The present invention relates to a process for the treatment of plant or vegetable material, pretreatment by pressing leading to the obtaining of a liquid phase and a solid phase from the plant material, said phase being further processed separately, as well as to an apparatus for performing this process.
It is known to work up plant material in such a way that the minimum quantity of nutrients contained therein is lost. In view of the careful treatment required, thermal or chemical processes are unusable, so that it is merely possible to employ a mechanical process, in which the breaking down of the cells takes place by pressing, linked with a crushing, scraping or abrading treatment. If a time between the harvest of the material or crop and its processing is short, this process can be considered to constitute an optimum, because it is also possible to prevent mold formation through a germicidal treatment. Further processing of the liquid phase makes it possible to extract the protein contained therein, which can be used in many different ways for feeding humans and animals. The remaining liquid residue is removed from the solid phase and is simultaneously preserved. As the thus obtained product still has a high protein content, it is best used as an albumin carrier in animal food.
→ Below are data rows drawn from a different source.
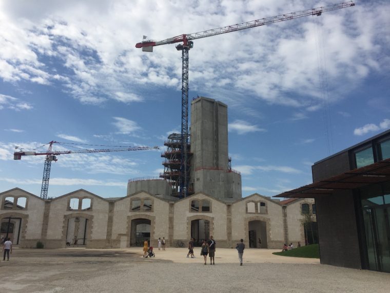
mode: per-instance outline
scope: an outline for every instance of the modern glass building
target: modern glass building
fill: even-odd
[[[315,199],[321,263],[390,272],[390,130],[311,169],[278,197]]]

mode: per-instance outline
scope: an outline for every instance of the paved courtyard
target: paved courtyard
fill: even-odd
[[[0,286],[10,292],[388,292],[390,274],[321,265],[316,259],[246,249],[240,266],[235,249],[219,249],[204,265],[185,248],[14,249],[0,263]]]

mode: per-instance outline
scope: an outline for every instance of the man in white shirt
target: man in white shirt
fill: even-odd
[[[8,238],[7,241],[4,242],[4,245],[3,246],[3,251],[4,251],[4,257],[3,260],[6,260],[6,254],[7,254],[7,260],[9,261],[10,252],[11,253],[12,253],[12,243],[11,242],[10,238]]]

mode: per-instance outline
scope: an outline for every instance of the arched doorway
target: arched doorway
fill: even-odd
[[[74,217],[68,219],[66,243],[70,245],[86,245],[88,219]]]
[[[145,239],[150,243],[151,221],[148,219],[136,218],[131,220],[130,231],[130,245],[142,246]]]
[[[202,245],[203,240],[210,237],[210,221],[198,219],[191,221],[191,237],[195,241],[195,246]]]
[[[0,239],[9,238],[15,245],[19,244],[22,228],[22,218],[8,217],[3,218],[0,226]]]
[[[259,220],[249,221],[248,223],[248,234],[249,247],[251,248],[267,248],[267,223],[265,221]]]

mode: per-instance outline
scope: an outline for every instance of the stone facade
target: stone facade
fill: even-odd
[[[15,204],[17,199],[10,203],[18,197],[26,198],[24,207]],[[212,235],[220,247],[233,247],[242,238],[251,241],[250,247],[259,247],[261,239],[262,248],[280,248],[286,230],[288,242],[305,243],[303,200],[308,200],[283,205],[255,194],[229,202],[202,192],[173,200],[145,191],[110,199],[82,189],[43,200],[14,188],[0,193],[0,220],[21,223],[12,233],[14,244],[21,247],[41,241],[46,248],[63,248],[67,242],[74,245],[75,238],[87,248],[125,248],[139,245],[143,237],[157,246],[163,237],[168,247],[181,242],[186,247],[196,234],[198,241]],[[147,234],[138,231],[140,224],[150,227]]]

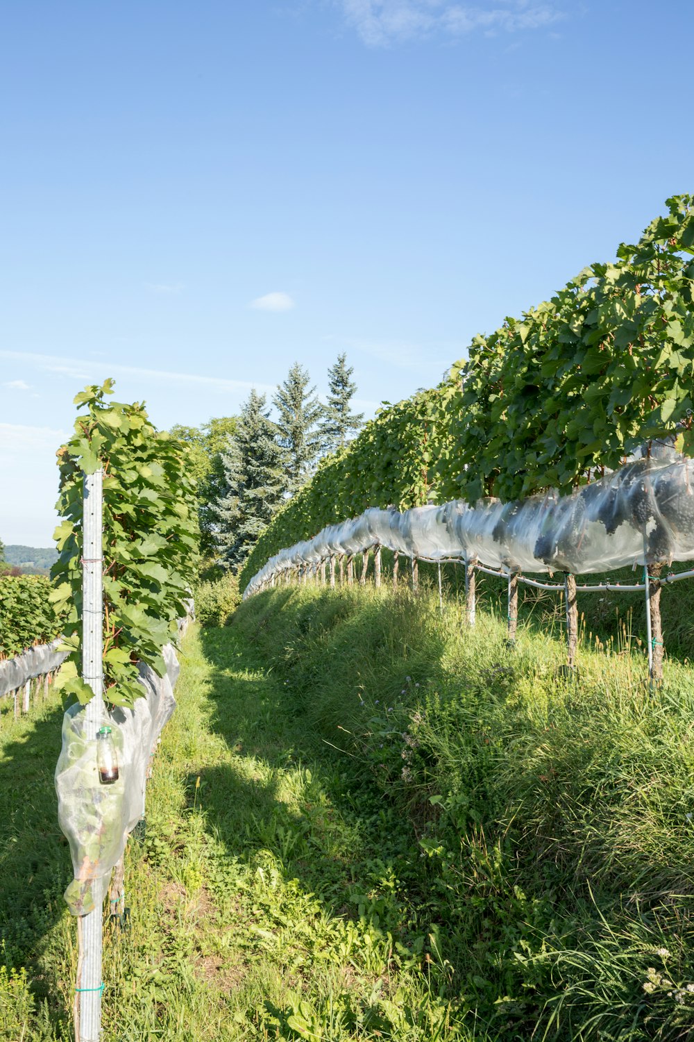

In a known process (EP 108 762), the solid and liquid phases are obtained by a pressing treatment of the plant material. In particular, the use of screw presses is proposed, because in order to protect the nutrients contained in the plant material, it is only possible to use a mechanical preparation and not a thermal or chemical preparation. The purpose of this preparation is to open or destroy the protective coatings of the plant cells by an intense crushing, scraping and abrading treatment of the plant material, so that a liquid phase consisting of cell sap and a solid phase essentially consisting of plant fibers are obtained. This process can be used for processing plant materials of different origins, but the separation process, as it essentially consists of a single pressing treatment and consequently takes place in a single pressing means, cannot be adjusted in an optimum manner to the different plant crops.
A known pressing means (EP 108 763) is constructed as a twin-screw press or extruder comprising a plurality of casing elements simultaneously defining treatment sections, in which the plant material is successively treated until at the outlet side the solid phase is discharged as a dry substance, usually in pellet form. The resulting liquid phase is pumped out or is sucked off after being converted into a vaporous phase. Thus, such a press brings about the separation of the two aforementioned phases. Through the arrangement of the screw press in successive, lined up sections, the corresponding screw section can admittedly be adapted to the change of the product being pressed, but this adaptation is not of an optimum nature, because on the one hand the speed is the same for all the processing sections and on the other it is substantially impossible to carry out a check and then control the material being pressed due to the directly succeeding treatment sections.